Search code examples
pythonparsingbeautifulsoupflickr

Beautifulsoup returns incomplete html


I am reading a book about Python right now. There is a small project for homework: "Write a program that goes to a photo-sharing site like Flickr or Imgur, searches for a category of photos, and then downloads all the resulting images." It is suggested to use only webbrowser, requests and bs4 libraries.

I cannot do it for Flickr. I found that the parser cannot go inside the element (div class="interaction-view"). Using "Inspect element" in Chrome I can see that there are a few "div" elements inside it and "a" element. However, when I use bs4 library it cannot see it.

My code like this:

#!/usr/bin/env python3
# To download photos from Flickr

import requests, bs4

search_name = "spam"
website_name = requests.get('https://www.flickr.com/search/?text='
                       + search_name)
website_name.raise_for_status()
parse_obj = bs4.BeautifulSoup(website_name.text, "html.parser")
elements = parse_obj.select('body #content main .main.search-photos-results \
                .view.photo-list-view.requiredToShowOnServer \
                .view.photo-list-photo-view.requiredToShowOnServer.awake \
                .interaction-view')
print(elements)

It only prints:

[<div class="interaction-view"></div>, <div class="interaction-view"></div>...]

Without any nested elements and I do not understand why... Thank you!


Solution

  • The issue is that the content of <div class="interaction-view"></div> on flickr is only loaded via javascript.
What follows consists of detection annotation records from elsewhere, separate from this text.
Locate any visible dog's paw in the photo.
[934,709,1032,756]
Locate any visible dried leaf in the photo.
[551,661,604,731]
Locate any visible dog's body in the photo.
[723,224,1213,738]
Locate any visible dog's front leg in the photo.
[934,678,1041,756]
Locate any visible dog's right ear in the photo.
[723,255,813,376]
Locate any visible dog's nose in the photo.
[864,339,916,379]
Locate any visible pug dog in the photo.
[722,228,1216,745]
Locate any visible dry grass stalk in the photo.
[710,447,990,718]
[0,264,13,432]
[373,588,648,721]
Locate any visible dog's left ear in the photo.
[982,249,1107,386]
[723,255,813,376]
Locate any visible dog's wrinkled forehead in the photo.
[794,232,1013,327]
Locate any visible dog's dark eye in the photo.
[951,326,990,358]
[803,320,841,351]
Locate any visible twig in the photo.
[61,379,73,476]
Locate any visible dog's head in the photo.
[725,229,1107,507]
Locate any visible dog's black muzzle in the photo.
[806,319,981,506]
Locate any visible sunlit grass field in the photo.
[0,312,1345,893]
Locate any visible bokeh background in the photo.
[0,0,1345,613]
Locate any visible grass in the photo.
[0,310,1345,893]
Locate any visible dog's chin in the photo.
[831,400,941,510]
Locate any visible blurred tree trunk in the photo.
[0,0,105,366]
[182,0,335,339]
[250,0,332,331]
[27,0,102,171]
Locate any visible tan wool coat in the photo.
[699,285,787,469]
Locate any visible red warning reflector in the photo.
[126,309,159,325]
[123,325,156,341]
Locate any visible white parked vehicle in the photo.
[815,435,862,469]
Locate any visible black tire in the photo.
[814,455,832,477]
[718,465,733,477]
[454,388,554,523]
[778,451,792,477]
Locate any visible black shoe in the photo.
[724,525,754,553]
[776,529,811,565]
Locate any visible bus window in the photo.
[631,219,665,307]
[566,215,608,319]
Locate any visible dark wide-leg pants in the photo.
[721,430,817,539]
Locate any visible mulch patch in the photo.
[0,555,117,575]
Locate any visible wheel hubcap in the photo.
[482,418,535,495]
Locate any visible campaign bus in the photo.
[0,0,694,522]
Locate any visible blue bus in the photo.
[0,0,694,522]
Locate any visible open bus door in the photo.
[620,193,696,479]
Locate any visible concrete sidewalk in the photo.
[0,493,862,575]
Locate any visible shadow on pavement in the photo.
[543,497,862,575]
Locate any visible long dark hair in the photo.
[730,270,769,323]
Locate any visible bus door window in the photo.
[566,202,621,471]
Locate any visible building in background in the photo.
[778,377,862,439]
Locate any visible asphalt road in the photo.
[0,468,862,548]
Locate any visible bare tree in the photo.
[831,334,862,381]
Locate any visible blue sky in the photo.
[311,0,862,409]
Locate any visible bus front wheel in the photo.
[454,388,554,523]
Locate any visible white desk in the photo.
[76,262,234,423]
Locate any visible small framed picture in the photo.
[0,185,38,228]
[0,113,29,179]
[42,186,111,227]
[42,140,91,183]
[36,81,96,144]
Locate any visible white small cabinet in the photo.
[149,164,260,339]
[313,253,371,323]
You can check that if you view the page source, you'll find: <div class="interaction-view"></div> with no content in the div tag.

    You need to execute javascript somehow. Since beautifulsoup doesn't offer this, one solution is to use selenium for that. pip install selenium and install geckodriver for firefox (on OSX: brew install geckodriver). Then change your code to use selenium to load the page:

    #!/usr/bin/env python3
    
    import requests, bs4
    from selenium import webdriver
    from selenium.webdriver.support.ui import WebDriverWait
    from selenium.webdriver.support import expected_conditions as EC
    
    search_name = "spam"
    url = 'https://www.flickr.com/search/?text=%s' % search_name
    
    browser = webdriver.Firefox()
    browser.get(url)
    delay = 3
    WebDriverWait(browser, delay).until(EC.presence_of_element_located(browser.find_element_by_id('...')))
    
    soup = bs4.BeautifulSoup(browser.page_source, "html.parser")
    
    
    elements = soup.select('body #content main .main.search-photos-results \
                    .view.photo-list-view.requiredToShowOnServer \
                    .view.photo-list-photo-view.requiredToShowOnServer.awake \
                    .interaction-view')
    print(elements)
    

    The WebDriverWait part is needed so selenium waits with parsing until a certain element is loaded. You need to change ... to an id you know will be present. See this answer to check how it can be done with classes.